A word sprang nimbly from his mind to his tongue; once there it stumbled over the rubble in his mouth and when it emerged he didn’t recognize it. He had another go, more arduously:

Eyes!

‘Your eyes are swollen. You knocked your head in the accident. You will be able to see perfectly well once the swelling has gone down.’

The hands brought his own away from his face. He heard liquid being poured, but his ears couldn’t tell him what colour the liquid was or what the pitcher was made of or what size the drinking vessel was. He felt the tilt that comes when a person sits on the edge of the bed, but could not tell what manner of person it was. The world was suddenly unknowable; he was marooned in it.

Eyes!

The woman took hold of his hands again. ‘It is only swelling.

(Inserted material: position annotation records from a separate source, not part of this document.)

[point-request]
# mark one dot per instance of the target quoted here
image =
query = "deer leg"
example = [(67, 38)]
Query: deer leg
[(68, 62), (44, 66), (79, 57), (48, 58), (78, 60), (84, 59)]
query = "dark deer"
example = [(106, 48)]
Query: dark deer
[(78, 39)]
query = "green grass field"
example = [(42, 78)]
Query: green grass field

You will see again as soon as it subsides. Here, a drink. It will feel clumsy, I expect you will have lost sensation in your lips, but I will tip it for you.’

She was right. There was no warning, no touch of rim on lip, only the sudden sensation of sweet wetness in his mouth. He indicated with a grunt that he would swallow more, but ‘Little sips, frequently,’ she said.

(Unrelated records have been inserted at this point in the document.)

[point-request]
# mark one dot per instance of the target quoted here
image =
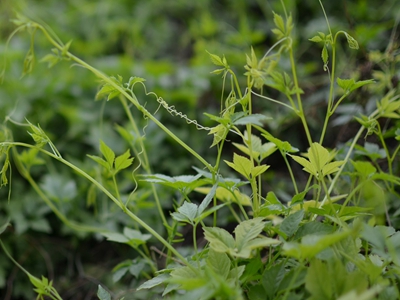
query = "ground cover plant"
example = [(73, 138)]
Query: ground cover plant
[(225, 229)]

‘Do you remember arriving here?’ she asked.

He thought. His memory seemed unfamiliar to him. There were images reflected in fragmentary style on the surface of it that couldn’t really belong there. He made a noise, a gesture of uncertainty.

‘The little girl you brought in – can you tell us who she is?’

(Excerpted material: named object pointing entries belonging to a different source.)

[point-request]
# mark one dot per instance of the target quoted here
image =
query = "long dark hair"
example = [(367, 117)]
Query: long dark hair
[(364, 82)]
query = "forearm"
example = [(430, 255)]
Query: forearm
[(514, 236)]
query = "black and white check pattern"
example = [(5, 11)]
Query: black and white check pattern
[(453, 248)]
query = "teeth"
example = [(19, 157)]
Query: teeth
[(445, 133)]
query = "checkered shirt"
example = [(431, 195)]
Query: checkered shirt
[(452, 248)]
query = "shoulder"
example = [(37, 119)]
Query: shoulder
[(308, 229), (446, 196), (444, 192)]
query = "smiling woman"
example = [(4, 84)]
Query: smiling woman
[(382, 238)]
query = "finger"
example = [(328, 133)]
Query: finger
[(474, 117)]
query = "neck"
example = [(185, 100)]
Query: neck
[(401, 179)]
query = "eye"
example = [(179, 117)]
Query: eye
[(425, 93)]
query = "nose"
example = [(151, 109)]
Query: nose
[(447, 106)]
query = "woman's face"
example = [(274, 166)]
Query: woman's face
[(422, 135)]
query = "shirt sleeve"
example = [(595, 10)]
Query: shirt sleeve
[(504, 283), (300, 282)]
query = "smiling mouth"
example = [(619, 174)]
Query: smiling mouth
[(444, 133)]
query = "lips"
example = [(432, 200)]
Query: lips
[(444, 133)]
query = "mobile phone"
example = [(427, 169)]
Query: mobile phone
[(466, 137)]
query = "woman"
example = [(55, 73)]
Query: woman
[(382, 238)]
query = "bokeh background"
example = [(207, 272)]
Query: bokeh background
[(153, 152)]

A tap on wood, a door opening.

A new voice: ‘I thought I heard voices. Here she is.’

The mattress returned to the level as the woman beside him stood up.

He raised his hand to his face, and this time, knowing that the insensate padding was his skin, detected a line of spikes. The tips of his eyelashes, their length half buried in the inflamed lids. He applied clumsy pressure above and below the line and pulled apart—‘No!’ the woman cried, but it was too late. Light pierced his eye, and he gasped. It was the pain, and something else besides: on its wave the light carried an image and it was the image he had dreamt. The drifting girl, his future child, infant of his imagination.

‘Is this your little girl?’ said the newcomer.

A child whose eyes were the colour of the Thames and as inexpressive.

Yes, said his leaping heart. Yes. Yes.

‘No,’ he said.

A Tragic Tale

ALL THROUGH THE hours of daylight the drinkers had been discussing events at the Swan. Everybody knew that Mr and Mrs Vaughan were in Margot and Joe’s private sitting room at the back, where they had been reunited with Amelia. Word had also got about that a rich Negro, Robert Armstrong from Kelmscott, had been there at first light and that his son was expected later. The name Robin Armstrong was broadcast.

A curtain was drawn back in every man’s inner theatre and their storytelling minds got to work. On the stage were the same four figures: Mr Vaughan, Mrs Vaughan, Robin Armstrong and the girl. The scenes that played out in the many heads were full of striking melodrama. There were seething looks, dark glances, calculating squints. Words were delivered in hisses, with stern decorum and in shrill alarm. The child was snatched from party to party, like a doll amongst jealous children. One farmhand of a counting disposition found his mind arranging an auction of the child, while the brawlers who had temporarily deserted the Plough indulged in fantasies in which Mr Vaughan drew a weapon from his inner pocket – revolver? dagger? – and set about Mr Armstrong with a true father’s determination. One ingenious mind returned the power of speech to the child at the moment of highest tension: ‘Papa!’ she called, lifting her arms to Mr Armstrong and dashing for ever the hopes of the Vaughans, who fell weeping into each other’s embrace. The role of Mrs Vaughan in these theatricals was confined largely to weeping, which she accomplished sometimes in a chair, frequently on the floor, and ending generally in a faint. One young cressman, in a flourish he was most proud of, imagined a role for the unconscious man in the bed: coming round from his long slumber and hearing an altercation in the next room, he would rise and enter the sitting room (stage left) and there, like Solomon, declare that the child must be sliced in two and given half to the Vaughans and half to Armstrong. That would do it.